Number the Cameras and Chips and GPS Their Location
If you use a lot of cameras you need to number them several times. You should also number the chips for each camera and avoid swapping chips unless you know for sure which chip you’re using. More modern trail cameras also allow you to attach a name or number to the photo. Everything should be named in a consistent manner so it’s easy to keep everything organised. You should also GPS where you put each camera. Do it now before you lose your cameras! Putting a GPS on the camera allows you to keep track of them no matter where they are so you can never forget where you left it.
Place The Camera to the South
Placing the camera to the south means also pointing it north. Doing this allows you to avoid the glare that can trick your camera into taking photos of nothing. It also prevents blow-out caused by a big backlight. Take a compass with you the next time you hang your cameras to ensure you take only high quality images of the game you’re tracking.

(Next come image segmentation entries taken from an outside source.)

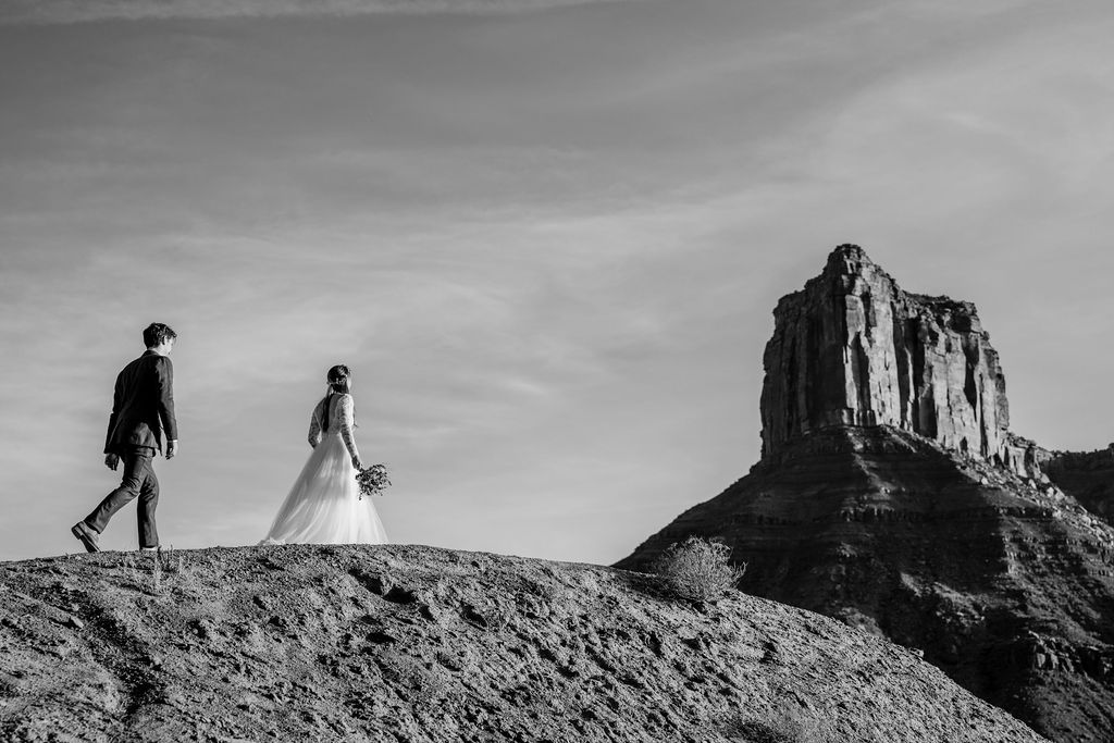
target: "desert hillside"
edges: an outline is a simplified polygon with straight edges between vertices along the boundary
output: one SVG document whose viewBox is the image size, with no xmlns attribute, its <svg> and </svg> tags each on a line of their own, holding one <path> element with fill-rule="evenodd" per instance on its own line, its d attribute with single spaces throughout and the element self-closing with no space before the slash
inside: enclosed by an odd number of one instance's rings
<svg viewBox="0 0 1114 743">
<path fill-rule="evenodd" d="M 430 547 L 0 564 L 0 658 L 11 742 L 1044 740 L 817 614 Z"/>
</svg>

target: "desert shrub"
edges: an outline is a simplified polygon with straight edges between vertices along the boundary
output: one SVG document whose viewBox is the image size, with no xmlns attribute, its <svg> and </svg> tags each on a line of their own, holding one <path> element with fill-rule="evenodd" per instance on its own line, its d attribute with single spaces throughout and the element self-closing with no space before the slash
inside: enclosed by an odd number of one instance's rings
<svg viewBox="0 0 1114 743">
<path fill-rule="evenodd" d="M 828 726 L 800 712 L 783 712 L 771 720 L 735 717 L 722 729 L 736 743 L 833 743 Z"/>
<path fill-rule="evenodd" d="M 662 588 L 690 602 L 714 602 L 732 590 L 745 571 L 745 563 L 731 563 L 730 547 L 701 537 L 670 545 L 654 563 Z"/>
</svg>

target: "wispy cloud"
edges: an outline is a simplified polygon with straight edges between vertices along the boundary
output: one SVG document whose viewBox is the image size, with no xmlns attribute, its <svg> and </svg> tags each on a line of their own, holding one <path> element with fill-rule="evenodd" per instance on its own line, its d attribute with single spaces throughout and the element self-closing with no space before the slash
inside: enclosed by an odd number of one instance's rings
<svg viewBox="0 0 1114 743">
<path fill-rule="evenodd" d="M 0 26 L 170 20 L 395 14 L 518 13 L 565 6 L 639 0 L 6 0 Z"/>
</svg>

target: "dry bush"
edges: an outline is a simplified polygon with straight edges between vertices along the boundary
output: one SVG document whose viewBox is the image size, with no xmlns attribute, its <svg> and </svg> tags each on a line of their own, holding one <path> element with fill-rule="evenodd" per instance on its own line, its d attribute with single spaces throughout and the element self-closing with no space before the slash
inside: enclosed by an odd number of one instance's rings
<svg viewBox="0 0 1114 743">
<path fill-rule="evenodd" d="M 732 590 L 745 571 L 745 563 L 731 563 L 730 547 L 701 537 L 670 545 L 654 563 L 665 592 L 690 602 L 714 602 Z"/>
</svg>

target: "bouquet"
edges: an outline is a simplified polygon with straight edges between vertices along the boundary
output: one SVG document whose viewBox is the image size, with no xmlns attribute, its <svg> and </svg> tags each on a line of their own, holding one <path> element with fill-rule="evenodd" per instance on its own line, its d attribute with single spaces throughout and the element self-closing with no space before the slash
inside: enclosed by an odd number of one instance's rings
<svg viewBox="0 0 1114 743">
<path fill-rule="evenodd" d="M 372 465 L 363 468 L 356 472 L 355 481 L 360 486 L 360 500 L 363 500 L 364 496 L 381 496 L 383 490 L 391 487 L 385 465 Z"/>
</svg>

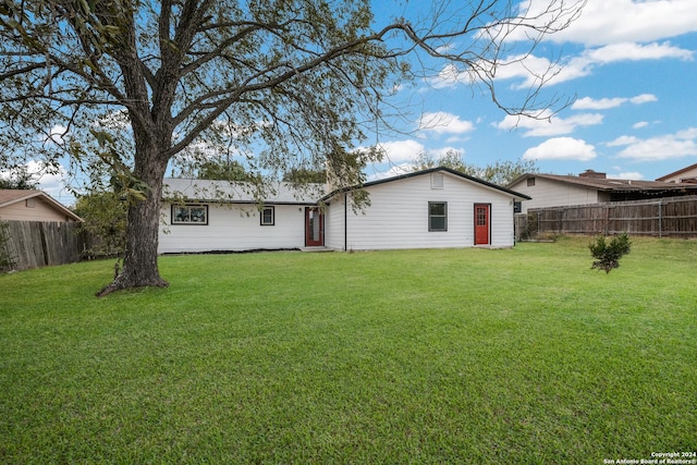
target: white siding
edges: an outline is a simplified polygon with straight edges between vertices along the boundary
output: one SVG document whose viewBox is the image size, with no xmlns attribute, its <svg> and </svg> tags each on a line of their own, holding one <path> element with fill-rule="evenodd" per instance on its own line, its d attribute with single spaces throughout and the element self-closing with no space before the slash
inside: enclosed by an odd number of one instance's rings
<svg viewBox="0 0 697 465">
<path fill-rule="evenodd" d="M 297 248 L 305 245 L 305 207 L 271 205 L 274 224 L 260 225 L 254 205 L 208 204 L 208 224 L 172 224 L 162 205 L 158 253 Z"/>
<path fill-rule="evenodd" d="M 346 212 L 344 198 L 343 193 L 331 198 L 329 208 L 325 211 L 325 246 L 338 250 L 344 249 L 344 217 Z M 348 206 L 348 211 L 351 211 L 351 206 Z"/>
<path fill-rule="evenodd" d="M 431 188 L 431 176 L 425 173 L 368 187 L 370 206 L 356 213 L 348 207 L 347 249 L 474 246 L 475 204 L 491 205 L 490 245 L 513 246 L 511 195 L 449 173 L 443 181 L 443 188 Z M 448 203 L 448 231 L 428 231 L 429 201 Z M 335 210 L 341 210 L 341 217 Z M 329 247 L 344 247 L 343 215 L 342 196 L 330 205 L 326 242 Z"/>
<path fill-rule="evenodd" d="M 528 186 L 527 180 L 509 186 L 510 189 L 533 197 L 531 200 L 523 201 L 525 213 L 530 208 L 563 207 L 566 205 L 587 205 L 606 201 L 608 195 L 599 198 L 598 189 L 584 187 L 580 185 L 557 182 L 543 178 L 535 176 L 535 185 Z M 609 201 L 609 198 L 607 199 Z"/>
</svg>

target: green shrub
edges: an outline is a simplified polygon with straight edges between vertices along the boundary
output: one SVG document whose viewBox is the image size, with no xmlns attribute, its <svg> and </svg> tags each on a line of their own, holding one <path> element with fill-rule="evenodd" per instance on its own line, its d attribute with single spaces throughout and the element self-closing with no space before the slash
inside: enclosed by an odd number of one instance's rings
<svg viewBox="0 0 697 465">
<path fill-rule="evenodd" d="M 609 273 L 610 270 L 620 267 L 620 258 L 628 254 L 631 247 L 632 242 L 625 233 L 612 237 L 610 244 L 608 244 L 604 236 L 598 237 L 595 244 L 588 246 L 590 254 L 596 258 L 591 268 L 604 270 L 606 273 Z"/>
</svg>

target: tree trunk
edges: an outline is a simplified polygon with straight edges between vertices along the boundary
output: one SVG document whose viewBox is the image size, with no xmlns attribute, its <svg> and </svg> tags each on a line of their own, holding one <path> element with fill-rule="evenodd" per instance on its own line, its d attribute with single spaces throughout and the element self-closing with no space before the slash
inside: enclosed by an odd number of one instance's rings
<svg viewBox="0 0 697 465">
<path fill-rule="evenodd" d="M 148 186 L 145 200 L 131 200 L 126 224 L 126 247 L 123 269 L 111 284 L 97 293 L 102 297 L 114 291 L 135 287 L 167 287 L 169 284 L 160 278 L 157 265 L 158 230 L 160 222 L 160 199 L 167 161 L 160 161 L 157 151 L 136 161 L 134 175 Z"/>
</svg>

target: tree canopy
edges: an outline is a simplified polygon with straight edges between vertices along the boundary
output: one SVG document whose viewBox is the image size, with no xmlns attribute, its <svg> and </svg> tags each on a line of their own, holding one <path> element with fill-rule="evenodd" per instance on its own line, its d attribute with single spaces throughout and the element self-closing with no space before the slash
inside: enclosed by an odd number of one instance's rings
<svg viewBox="0 0 697 465">
<path fill-rule="evenodd" d="M 494 88 L 497 71 L 566 27 L 583 0 L 546 3 L 433 2 L 420 19 L 376 24 L 369 0 L 2 0 L 0 163 L 30 154 L 56 167 L 62 155 L 73 169 L 108 170 L 131 201 L 123 270 L 102 294 L 164 286 L 171 162 L 233 148 L 249 172 L 327 167 L 358 184 L 363 163 L 344 155 L 399 112 L 392 89 L 431 71 L 412 63 L 455 66 L 504 111 L 540 115 L 551 74 L 522 102 Z M 509 41 L 519 29 L 528 40 Z"/>
</svg>

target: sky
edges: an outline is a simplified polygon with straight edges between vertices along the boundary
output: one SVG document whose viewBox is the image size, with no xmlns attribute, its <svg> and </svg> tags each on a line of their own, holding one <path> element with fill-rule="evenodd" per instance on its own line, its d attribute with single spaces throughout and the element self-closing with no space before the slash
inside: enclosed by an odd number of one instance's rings
<svg viewBox="0 0 697 465">
<path fill-rule="evenodd" d="M 534 0 L 533 8 L 542 3 Z M 542 173 L 595 170 L 647 181 L 697 163 L 694 0 L 588 0 L 580 16 L 547 36 L 525 64 L 546 68 L 549 57 L 562 68 L 541 95 L 573 101 L 549 120 L 506 117 L 447 68 L 400 90 L 423 113 L 408 137 L 380 139 L 389 160 L 370 167 L 369 178 L 399 173 L 416 152 L 437 159 L 449 149 L 475 166 L 531 159 Z M 529 73 L 511 66 L 499 75 L 500 91 L 523 101 Z"/>
<path fill-rule="evenodd" d="M 389 15 L 408 17 L 411 9 L 428 4 L 374 2 L 377 24 Z M 546 3 L 533 0 L 531 8 Z M 545 120 L 506 117 L 488 94 L 444 63 L 399 88 L 394 98 L 411 109 L 400 123 L 406 135 L 369 137 L 387 159 L 367 167 L 368 180 L 408 170 L 420 152 L 437 159 L 448 150 L 479 167 L 531 159 L 542 173 L 591 169 L 632 180 L 656 180 L 697 163 L 695 0 L 587 0 L 580 16 L 547 36 L 525 66 L 500 70 L 499 95 L 512 105 L 522 102 L 529 79 L 525 69 L 546 69 L 551 57 L 561 69 L 541 96 L 570 103 Z M 60 174 L 44 175 L 39 188 L 72 201 Z"/>
</svg>

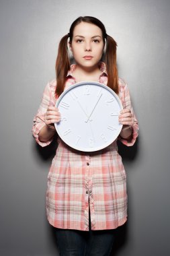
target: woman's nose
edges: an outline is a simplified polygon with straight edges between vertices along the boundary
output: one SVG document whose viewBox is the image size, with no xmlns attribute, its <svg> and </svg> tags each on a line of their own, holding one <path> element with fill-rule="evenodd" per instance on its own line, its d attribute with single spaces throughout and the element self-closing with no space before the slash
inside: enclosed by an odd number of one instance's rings
<svg viewBox="0 0 170 256">
<path fill-rule="evenodd" d="M 86 43 L 85 44 L 85 51 L 91 51 L 91 46 L 90 43 Z"/>
</svg>

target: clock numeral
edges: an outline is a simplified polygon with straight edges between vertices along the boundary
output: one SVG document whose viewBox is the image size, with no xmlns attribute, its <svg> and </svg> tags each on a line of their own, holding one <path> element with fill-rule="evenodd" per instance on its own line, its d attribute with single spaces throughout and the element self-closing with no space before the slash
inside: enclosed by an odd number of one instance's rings
<svg viewBox="0 0 170 256">
<path fill-rule="evenodd" d="M 101 137 L 104 141 L 104 142 L 107 142 L 106 137 L 105 137 L 105 135 L 103 135 L 103 133 L 101 134 Z"/>
<path fill-rule="evenodd" d="M 103 90 L 102 88 L 101 88 L 101 89 L 99 90 L 99 92 L 98 92 L 98 94 L 97 95 L 97 97 L 99 97 L 100 96 L 102 90 Z"/>
<path fill-rule="evenodd" d="M 62 117 L 62 118 L 60 119 L 60 121 L 67 121 L 67 117 Z"/>
<path fill-rule="evenodd" d="M 94 146 L 94 140 L 93 140 L 93 138 L 89 138 L 89 146 L 90 146 L 91 148 L 93 148 L 93 146 Z"/>
<path fill-rule="evenodd" d="M 110 115 L 112 116 L 112 117 L 114 117 L 114 116 L 118 116 L 119 115 L 119 113 L 111 113 L 110 114 Z"/>
<path fill-rule="evenodd" d="M 108 103 L 111 103 L 111 102 L 113 102 L 114 101 L 114 98 L 111 98 L 110 100 L 107 100 L 106 101 L 106 104 L 108 105 Z"/>
<path fill-rule="evenodd" d="M 77 99 L 77 95 L 75 94 L 75 92 L 71 91 L 71 92 L 69 92 L 69 94 L 70 94 L 71 98 L 72 98 L 74 100 L 75 100 Z"/>
<path fill-rule="evenodd" d="M 77 144 L 78 144 L 78 142 L 79 141 L 80 139 L 81 139 L 81 136 L 77 136 L 77 141 L 76 141 L 75 145 L 77 145 Z"/>
<path fill-rule="evenodd" d="M 111 130 L 111 131 L 117 130 L 117 128 L 113 127 L 111 126 L 111 125 L 108 125 L 108 129 L 109 129 Z"/>
<path fill-rule="evenodd" d="M 60 106 L 62 106 L 64 108 L 69 109 L 70 105 L 66 102 L 64 102 L 64 101 L 62 101 L 60 104 Z"/>
<path fill-rule="evenodd" d="M 67 135 L 67 134 L 71 132 L 71 129 L 68 129 L 68 130 L 65 131 L 63 133 L 63 135 Z"/>
<path fill-rule="evenodd" d="M 85 87 L 84 95 L 90 95 L 90 86 L 87 85 Z"/>
</svg>

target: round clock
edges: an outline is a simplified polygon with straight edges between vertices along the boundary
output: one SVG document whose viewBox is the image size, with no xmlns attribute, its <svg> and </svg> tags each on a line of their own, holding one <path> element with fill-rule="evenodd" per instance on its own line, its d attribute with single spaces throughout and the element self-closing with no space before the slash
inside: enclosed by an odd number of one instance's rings
<svg viewBox="0 0 170 256">
<path fill-rule="evenodd" d="M 108 86 L 95 82 L 83 82 L 65 90 L 56 106 L 60 121 L 54 124 L 60 138 L 69 146 L 84 152 L 101 150 L 118 136 L 122 106 L 118 95 Z"/>
</svg>

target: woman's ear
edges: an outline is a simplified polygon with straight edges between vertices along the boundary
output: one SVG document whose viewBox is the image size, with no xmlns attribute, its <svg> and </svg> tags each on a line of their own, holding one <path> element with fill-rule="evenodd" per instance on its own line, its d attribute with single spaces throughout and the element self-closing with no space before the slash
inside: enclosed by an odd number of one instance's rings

Angle the Camera to the Trail
This is another simple thing you should do but many hunters still don’t. If you’re not after bait, a lick, or a scrape then the camera needs to be pointed at a 45 degree angle to the trail. Doing this gives you a bigger trigger time to get a better quality photo of the entire animal. Hanging the camera perpendicular to the trail means that it takes a little time for the camera to wake up and snap the photo, which can leave you looking at nothing because a few seconds is all a deer needs to pass by the camera. Placing the camera at this angle gives you a better chance of getting the picture you need.
You know what sucks? Spending a few hundred dollars on a brand new trail camera only for it to be stolen by some jackass in the woods. Having said that you need to accept there is a risk any camera you leave in the woods will be stolen. If you don’t want to take the risk then don’t buy a trail camera. If you do buy a camera anyway then you need to do what you can to deter thievery. Here are some of the best thief deterring methods you can use:
- Don’t leave the camera somewhere obvious. Trail cameras that are out in the open are just asking to be stolen or damaged. Hang the camera up a little higher in the tree, even if you need to take a stool or ladder with you to get it up there. Even if a thief spots your camera in a tree they won’t have a way to reach it themselves.
- You can buy security cables but just be careful because a thief may choose to just destroy your camera if they can’t steal it. It also adds another cost to your trail cam so you might be deterred from this deterrent.
- Modern cameras, much like phones, allow you to place a security code that is able to render the camera useless. While it won’t stop someone from stealing your camera in the first place you will at least have the satisfaction of knowing that they won’t get to use your camera themselves.